Image_5_Modification of a Putative Third Sodium Site in the Glycine Transporter GlyT2 Influences the Chloride Dependence of Substrate Transport.tif

Neurotransmitter removal from glycine-mediated synapses relies on two sodium-driven high-affinity plasma membrane GlyTs that control neurotransmitter availability. Mostly glial GlyT1 is the main regulator of glycine synaptic levels, whereas neuronal GlyT2 promotes the recycling of synaptic glycine and supplies neurotransmitter for presynaptic vesicle refilling. The GlyTs differ in sodium:glycine symport stoichiometry, showing GlyT1 a 2:1 and GlyT2 a 3:1 sodium:glycine coupling. Sodium binds to the GlyTs at two conserved Na+ sites: Na1 and Na2. The location of GlyT2 Na3 site remains unknown, although Glu650 has been involved in the coordination.
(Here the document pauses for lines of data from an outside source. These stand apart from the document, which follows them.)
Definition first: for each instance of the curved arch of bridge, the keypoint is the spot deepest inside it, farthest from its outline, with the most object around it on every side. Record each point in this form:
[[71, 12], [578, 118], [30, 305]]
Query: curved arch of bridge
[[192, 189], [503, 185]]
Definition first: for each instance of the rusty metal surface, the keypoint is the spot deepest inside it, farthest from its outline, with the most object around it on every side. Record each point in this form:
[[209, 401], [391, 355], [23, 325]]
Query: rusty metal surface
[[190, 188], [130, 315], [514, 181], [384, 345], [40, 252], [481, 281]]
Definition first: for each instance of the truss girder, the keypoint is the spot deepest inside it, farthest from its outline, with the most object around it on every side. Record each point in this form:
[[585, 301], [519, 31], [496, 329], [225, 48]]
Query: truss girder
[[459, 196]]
Here, we have used comparative MD simulations of a GlyT2 model constructed by homology to the crystalized DAT from Drosophila melanogaster by placing the Na3 ion at two different locations. By combination of in silico and experimental data obtained by biochemical and electrophysiological analysis of GlyTs mutants, we provide evidences suggesting the GlyT2 third sodium ion is held by Glu-250 and Glu-650, within a region with robust allosteric properties involved in cation-specific sensitivity. Substitution of Glu650 in GlyT2 by the corresponding methionine in GlyT1 reduced the charge-to-flux ratio to the level of GlyT1 without producing transport uncoupling. Chloride dependence of glycine transport was almost abolished in this GlyT2 mutant but simultaneous substitution of Glu250 and Glu650 by neutral amino acids rescued chloride sensitivity, suggesting that protonation/deprotonation of Glu250 substitutes chloride function. The differential behavior of equivalent GlyT1 mutations sustains a GlyT2-specific allosteric coupling between the putative Na3 site and the chloride site.